The mechanism is not clear but it is thought that it may be related with an immunopathological process associated with antibody formation. In a study conducted by Onborne, RK et al., high fever related to INH was seen to be more frequent in people allergic to p-aminosalicylic acid, streptomycin and penicillin [7]. However, our case had no allergy to a particular drug.
Our case was characterized with high fever up to 39˚C which was noted 6 hours after the administration of antituberculosis drugs, including INH. Considering cases of Dutt et al., fever reaction developed between Day 10 and Day 20 of treatment. When the drug was discontinued and started again, fever response was seen in the first 2 - 10 hours. In 1977 in the case report of two cases, Davis RS et al. observed fever and myalgia within 8 - 14 days, and when the treatment was discontinued and started again, fever (40˚C) was seen within two and three hours [6].
The diagnosis of drug-induced fever is based on clinical observation. Serology and skin tests have no place in the diagnosis [9].
Peripheral eosinophilia and high levels of IgE may be seen in drug-induced high fever [10]. In our patient, a moderate elevation of eosinophilia (5%) and IgE levels were determined. As infection could not be ruled out when fever first developed, antibiotic treatment was started with no response. The fever only subsided after the discontinuation of all antimicrobials following the rise in hepatic enzymes.

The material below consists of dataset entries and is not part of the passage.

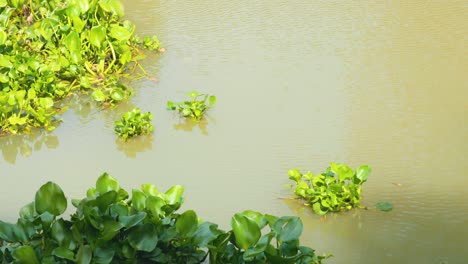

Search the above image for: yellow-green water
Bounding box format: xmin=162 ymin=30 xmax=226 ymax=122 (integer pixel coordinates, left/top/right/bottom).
xmin=0 ymin=0 xmax=468 ymax=264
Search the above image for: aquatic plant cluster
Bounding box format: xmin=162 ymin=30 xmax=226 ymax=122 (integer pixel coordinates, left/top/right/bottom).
xmin=288 ymin=162 xmax=371 ymax=215
xmin=114 ymin=108 xmax=154 ymax=141
xmin=0 ymin=0 xmax=160 ymax=135
xmin=167 ymin=91 xmax=216 ymax=121
xmin=0 ymin=173 xmax=329 ymax=264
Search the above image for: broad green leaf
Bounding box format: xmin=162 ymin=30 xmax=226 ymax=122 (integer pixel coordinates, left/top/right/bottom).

The diagnosis of drug-induced fever was thus made through clinical observation. In the follow up, fever was seen again, without any concomitant increase in liver enzymes, after INH was added to treatment.
Fever and rash have commonly been observed together in the reported cases, but in our case there was no rash [10,11]. In the absence of any rash, the physician dealing with high fever is usually inclined to consider infectious reasons first and to start antibiotherapy. No rash was observed in the series examined by Eija-Riitta Salomaa et al. either, and these authors also started empirical antibiotic treatment before the diagnosis of druginduced fever was made [12].
In the case study, we aimed to draw the attention of the physician to fever reaction without rash resulting from INH. Drug-induced fever is a reaction that can cause mortality and morbidity [6,13]. Clinical suspicion is crucial for diagnosis.